KAMPALA, OUGANDA — Lorsque Bruce a accepté son emploi de rêve de directeur d’école en janvier 2020, sa première tâche a été de guider les élèves et les enseignants pendant une pandémie. Deux ans plus tard, il était prêt à ce que son école rouvre et se remplisse à nouveau d’élèves. Mais une dernière vérification du bâtiment avant la réouverture a été accueillie par un avertissement de l’un de ses membres du personnel – d’éviter de manger ou de boire quoi que ce soit qui lui était donné.

« Quand je lui ai demandé pourquoi, elle s’est précipitée en disant : ‘Monsieur, c’est pour votre bien’ », dit Bruce.

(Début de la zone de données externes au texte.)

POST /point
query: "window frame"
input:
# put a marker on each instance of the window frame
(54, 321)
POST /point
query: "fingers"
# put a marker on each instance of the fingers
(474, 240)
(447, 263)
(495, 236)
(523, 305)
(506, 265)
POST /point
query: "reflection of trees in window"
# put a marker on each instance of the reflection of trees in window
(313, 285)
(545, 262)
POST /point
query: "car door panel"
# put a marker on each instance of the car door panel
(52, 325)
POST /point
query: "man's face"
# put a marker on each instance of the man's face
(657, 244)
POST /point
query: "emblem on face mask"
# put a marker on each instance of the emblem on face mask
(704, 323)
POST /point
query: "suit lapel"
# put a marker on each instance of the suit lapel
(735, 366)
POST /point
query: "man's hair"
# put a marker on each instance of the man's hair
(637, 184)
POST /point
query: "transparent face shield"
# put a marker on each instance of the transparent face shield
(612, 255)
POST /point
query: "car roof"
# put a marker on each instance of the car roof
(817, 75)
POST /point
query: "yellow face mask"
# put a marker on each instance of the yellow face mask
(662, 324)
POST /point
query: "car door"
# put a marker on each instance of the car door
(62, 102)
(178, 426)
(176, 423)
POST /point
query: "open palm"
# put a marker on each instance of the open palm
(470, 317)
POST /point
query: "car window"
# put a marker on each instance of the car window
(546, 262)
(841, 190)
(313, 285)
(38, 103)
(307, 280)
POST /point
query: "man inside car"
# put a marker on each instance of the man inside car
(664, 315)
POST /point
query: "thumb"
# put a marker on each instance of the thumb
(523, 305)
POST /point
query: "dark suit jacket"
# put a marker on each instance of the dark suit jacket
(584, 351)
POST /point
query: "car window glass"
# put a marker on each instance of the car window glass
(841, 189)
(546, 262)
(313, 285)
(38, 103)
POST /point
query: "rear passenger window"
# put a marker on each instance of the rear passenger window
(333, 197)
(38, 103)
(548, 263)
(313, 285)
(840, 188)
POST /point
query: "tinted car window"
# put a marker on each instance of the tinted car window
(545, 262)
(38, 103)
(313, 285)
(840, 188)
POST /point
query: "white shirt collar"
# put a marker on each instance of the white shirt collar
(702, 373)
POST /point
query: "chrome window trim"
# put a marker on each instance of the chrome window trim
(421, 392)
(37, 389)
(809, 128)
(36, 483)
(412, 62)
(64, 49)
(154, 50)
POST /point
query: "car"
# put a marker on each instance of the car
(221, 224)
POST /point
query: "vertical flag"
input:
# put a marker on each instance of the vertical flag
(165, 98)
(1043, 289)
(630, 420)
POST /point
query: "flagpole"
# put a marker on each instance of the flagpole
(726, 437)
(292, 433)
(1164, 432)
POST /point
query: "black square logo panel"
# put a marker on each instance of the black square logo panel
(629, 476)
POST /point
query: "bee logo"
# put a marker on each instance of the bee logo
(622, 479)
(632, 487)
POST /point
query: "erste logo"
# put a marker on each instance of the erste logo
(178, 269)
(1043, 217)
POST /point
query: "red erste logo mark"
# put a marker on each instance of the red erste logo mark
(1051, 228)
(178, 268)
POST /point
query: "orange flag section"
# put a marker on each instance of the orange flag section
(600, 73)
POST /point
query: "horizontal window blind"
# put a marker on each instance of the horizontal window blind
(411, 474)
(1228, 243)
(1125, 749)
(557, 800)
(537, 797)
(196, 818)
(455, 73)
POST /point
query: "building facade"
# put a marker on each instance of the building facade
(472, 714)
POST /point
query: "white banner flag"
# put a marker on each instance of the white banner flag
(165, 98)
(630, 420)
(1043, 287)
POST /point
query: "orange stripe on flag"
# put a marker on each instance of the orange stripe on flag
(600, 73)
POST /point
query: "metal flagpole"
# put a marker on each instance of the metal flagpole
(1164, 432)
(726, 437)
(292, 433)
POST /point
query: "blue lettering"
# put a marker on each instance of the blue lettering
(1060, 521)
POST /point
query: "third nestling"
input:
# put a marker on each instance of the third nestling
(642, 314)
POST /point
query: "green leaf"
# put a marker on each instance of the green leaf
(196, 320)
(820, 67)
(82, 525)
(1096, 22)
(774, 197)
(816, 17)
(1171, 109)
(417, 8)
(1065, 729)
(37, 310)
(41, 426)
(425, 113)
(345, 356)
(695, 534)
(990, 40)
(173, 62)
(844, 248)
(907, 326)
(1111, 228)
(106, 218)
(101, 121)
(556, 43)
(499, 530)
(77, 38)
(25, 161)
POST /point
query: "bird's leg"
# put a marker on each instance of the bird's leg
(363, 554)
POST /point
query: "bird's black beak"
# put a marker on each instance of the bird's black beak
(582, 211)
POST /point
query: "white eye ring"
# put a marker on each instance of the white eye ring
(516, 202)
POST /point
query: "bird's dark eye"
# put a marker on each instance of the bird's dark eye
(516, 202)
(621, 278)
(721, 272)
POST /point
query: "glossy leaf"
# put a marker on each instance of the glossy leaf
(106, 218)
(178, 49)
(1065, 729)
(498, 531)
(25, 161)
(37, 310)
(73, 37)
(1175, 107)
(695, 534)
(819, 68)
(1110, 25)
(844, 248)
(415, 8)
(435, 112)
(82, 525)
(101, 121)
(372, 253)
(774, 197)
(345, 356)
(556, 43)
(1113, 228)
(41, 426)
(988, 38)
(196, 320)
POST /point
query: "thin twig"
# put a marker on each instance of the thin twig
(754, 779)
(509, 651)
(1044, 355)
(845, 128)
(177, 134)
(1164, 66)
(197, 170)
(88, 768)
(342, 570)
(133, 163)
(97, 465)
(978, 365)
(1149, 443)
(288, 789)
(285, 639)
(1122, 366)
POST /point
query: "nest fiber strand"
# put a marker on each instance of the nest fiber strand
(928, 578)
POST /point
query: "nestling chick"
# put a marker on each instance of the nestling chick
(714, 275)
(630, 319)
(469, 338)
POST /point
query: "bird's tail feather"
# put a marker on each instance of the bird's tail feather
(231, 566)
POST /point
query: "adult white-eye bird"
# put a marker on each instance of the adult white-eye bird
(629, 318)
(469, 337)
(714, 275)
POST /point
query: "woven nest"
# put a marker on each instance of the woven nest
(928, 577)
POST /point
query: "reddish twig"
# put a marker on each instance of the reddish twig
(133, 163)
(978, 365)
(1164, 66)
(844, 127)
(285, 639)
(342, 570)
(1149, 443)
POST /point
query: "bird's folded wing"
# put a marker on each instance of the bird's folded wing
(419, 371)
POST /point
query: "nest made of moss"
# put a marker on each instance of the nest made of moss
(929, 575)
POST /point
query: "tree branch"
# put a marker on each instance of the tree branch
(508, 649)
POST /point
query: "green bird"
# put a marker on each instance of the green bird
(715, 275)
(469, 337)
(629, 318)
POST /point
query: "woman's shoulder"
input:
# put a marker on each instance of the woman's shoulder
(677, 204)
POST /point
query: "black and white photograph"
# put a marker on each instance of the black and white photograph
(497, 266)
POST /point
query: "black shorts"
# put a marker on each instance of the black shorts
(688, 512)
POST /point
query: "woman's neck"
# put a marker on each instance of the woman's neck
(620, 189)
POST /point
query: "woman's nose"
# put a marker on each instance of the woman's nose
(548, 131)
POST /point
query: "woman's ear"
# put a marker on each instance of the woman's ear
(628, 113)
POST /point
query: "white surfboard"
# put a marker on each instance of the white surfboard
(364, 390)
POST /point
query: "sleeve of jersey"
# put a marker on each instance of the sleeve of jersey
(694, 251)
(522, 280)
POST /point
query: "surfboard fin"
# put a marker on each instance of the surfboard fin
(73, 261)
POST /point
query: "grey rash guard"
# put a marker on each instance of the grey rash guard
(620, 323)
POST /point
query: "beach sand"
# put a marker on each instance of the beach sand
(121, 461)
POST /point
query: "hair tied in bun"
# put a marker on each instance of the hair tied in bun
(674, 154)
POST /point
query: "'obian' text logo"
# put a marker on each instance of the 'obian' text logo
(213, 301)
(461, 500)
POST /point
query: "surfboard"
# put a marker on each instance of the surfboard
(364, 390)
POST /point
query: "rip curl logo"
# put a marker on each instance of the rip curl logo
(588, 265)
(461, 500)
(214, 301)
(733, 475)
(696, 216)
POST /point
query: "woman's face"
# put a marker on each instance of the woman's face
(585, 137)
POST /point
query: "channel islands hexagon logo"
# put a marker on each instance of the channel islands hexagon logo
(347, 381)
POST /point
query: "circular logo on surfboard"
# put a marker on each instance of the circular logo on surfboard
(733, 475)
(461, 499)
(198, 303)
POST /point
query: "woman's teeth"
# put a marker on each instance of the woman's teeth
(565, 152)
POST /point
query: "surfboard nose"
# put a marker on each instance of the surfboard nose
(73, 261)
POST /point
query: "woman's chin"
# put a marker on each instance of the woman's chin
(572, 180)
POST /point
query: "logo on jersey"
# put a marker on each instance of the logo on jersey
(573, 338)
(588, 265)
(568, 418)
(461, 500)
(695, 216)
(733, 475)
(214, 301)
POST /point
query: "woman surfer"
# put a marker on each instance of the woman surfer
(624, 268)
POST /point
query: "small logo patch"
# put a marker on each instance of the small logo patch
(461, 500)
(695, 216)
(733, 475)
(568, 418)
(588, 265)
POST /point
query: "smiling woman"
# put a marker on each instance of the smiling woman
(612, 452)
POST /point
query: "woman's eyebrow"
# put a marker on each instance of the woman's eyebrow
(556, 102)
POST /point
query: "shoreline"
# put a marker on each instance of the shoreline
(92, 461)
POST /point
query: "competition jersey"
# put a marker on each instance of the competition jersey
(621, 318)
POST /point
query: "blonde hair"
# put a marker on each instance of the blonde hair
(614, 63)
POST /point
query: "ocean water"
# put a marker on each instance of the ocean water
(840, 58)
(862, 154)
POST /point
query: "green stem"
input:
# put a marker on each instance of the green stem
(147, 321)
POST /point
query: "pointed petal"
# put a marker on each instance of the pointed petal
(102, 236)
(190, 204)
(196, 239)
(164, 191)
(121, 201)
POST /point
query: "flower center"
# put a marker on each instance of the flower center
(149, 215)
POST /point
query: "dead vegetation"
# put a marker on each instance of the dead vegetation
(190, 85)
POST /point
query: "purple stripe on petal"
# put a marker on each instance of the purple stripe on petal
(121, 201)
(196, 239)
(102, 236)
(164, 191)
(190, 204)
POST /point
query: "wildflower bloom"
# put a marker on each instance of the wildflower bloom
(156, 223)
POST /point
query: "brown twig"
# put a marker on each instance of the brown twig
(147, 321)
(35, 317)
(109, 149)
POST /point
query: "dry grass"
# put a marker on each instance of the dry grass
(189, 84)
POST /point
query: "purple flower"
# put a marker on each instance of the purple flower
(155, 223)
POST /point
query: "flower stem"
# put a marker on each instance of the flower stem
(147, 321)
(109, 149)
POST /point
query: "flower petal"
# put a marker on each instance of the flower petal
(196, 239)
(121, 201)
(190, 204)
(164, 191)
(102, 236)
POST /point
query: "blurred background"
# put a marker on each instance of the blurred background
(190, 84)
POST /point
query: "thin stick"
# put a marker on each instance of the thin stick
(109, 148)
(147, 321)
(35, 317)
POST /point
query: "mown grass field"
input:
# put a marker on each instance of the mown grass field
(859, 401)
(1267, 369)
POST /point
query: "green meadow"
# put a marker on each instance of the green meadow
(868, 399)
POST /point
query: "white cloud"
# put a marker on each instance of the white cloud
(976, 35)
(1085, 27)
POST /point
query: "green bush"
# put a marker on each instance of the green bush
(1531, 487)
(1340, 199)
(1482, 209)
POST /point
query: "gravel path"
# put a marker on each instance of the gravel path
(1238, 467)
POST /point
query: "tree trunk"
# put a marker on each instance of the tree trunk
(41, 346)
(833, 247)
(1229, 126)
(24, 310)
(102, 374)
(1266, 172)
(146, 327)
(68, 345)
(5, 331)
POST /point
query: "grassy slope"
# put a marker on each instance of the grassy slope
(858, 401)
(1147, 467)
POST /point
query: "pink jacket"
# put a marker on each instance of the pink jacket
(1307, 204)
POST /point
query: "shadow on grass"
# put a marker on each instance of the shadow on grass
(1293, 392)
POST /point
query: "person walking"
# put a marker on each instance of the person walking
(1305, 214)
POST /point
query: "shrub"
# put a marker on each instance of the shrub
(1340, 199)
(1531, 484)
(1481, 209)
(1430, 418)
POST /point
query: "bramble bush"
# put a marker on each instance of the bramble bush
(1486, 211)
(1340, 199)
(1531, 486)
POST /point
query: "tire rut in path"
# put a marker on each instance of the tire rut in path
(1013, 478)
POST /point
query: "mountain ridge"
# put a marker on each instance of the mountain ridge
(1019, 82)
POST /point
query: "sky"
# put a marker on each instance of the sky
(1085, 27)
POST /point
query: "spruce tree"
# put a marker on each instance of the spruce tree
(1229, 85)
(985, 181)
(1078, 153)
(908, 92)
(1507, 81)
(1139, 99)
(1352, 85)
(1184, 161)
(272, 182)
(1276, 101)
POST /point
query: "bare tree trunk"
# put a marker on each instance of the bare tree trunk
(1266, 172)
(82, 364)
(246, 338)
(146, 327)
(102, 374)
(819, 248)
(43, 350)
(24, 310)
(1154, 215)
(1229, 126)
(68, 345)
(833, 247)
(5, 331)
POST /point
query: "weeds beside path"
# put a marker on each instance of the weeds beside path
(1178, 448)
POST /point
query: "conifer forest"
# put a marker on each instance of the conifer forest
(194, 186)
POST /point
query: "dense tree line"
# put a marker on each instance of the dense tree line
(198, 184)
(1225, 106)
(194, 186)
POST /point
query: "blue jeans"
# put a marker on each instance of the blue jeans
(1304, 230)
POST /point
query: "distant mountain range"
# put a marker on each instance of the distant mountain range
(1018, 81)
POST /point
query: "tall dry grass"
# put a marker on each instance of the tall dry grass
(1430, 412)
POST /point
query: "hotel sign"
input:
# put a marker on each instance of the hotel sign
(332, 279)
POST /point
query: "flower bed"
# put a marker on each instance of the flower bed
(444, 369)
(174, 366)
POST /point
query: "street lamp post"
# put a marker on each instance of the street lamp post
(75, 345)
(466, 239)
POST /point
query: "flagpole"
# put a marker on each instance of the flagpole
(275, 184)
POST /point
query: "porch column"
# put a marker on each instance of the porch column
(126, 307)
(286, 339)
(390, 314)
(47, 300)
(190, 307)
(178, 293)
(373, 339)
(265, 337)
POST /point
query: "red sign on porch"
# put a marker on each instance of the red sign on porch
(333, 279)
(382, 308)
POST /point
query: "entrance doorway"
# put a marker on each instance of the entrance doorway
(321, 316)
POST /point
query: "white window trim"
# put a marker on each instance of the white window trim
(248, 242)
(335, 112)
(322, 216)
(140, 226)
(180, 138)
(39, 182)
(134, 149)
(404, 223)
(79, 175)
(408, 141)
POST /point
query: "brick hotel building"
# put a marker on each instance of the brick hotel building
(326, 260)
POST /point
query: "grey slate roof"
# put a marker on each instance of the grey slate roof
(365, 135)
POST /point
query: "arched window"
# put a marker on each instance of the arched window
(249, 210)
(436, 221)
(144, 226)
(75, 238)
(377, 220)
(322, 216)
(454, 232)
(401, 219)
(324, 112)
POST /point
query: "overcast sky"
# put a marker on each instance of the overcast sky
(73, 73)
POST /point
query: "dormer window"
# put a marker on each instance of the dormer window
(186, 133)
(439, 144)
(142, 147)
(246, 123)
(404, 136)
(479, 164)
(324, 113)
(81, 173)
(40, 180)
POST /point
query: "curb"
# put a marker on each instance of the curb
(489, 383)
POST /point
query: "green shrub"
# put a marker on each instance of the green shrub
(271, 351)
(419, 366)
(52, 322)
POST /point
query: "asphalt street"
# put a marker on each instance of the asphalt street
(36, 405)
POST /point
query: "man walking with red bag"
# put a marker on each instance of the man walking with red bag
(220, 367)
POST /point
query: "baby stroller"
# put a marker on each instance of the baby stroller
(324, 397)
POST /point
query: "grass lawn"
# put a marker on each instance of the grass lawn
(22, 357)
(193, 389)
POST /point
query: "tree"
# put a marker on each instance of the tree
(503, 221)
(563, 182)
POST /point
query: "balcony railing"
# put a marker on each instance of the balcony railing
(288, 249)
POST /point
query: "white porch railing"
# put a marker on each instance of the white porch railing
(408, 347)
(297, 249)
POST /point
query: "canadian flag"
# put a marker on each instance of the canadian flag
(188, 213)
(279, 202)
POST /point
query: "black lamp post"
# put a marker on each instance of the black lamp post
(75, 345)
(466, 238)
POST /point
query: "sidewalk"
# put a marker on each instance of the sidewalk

Ses paroles ont semé une graine de paranoïa dans l’esprit de Bruce; Il s’est méfié de ceux qui l’entouraient, une équipe à laquelle il aurait dû faire confiance. Le père de trois enfants dit qu’il est devenu tellement inquiet que quelqu’un puisse essayer de l’empoisonner, qu’il a senti qu’il n’avait pas d’autre choix que de quitter le travail qu’il aimait et de retourner à l’enseignement en classe. Il ne veut pas que son nom complet soit utilisé par crainte de répercussions.

Bruce est l’un des nombreux Ougandais qui ont été touchés par des années d’allégations d’empoisonnement parmi les représentants du gouvernement, ce qui a créé un climat de peur – une peur qui s’est maintenant répandue dans la communauté. La menace d’empoisonnement, par ceux qui envient la position d’une personne ou qui n’aiment pas ce que cette personne dit ou croit, plane sur ceux qui occupent des positions de pouvoir. Aujourd’hui, une politicienne qui dit avoir survécu à plusieurs tentatives d’empoisonnement demande au gouvernement de faire plus pour enquêter sur ces décès et aider à rétablir la confiance de la communauté.

Selon les données du gouvernement, plus de 1 800 meurtres par empoisonnement ont été signalés en Ouganda depuis 2009, mais seules trois personnes ont été condamnées. La police ougandaise a refusé de commenter l’affaire.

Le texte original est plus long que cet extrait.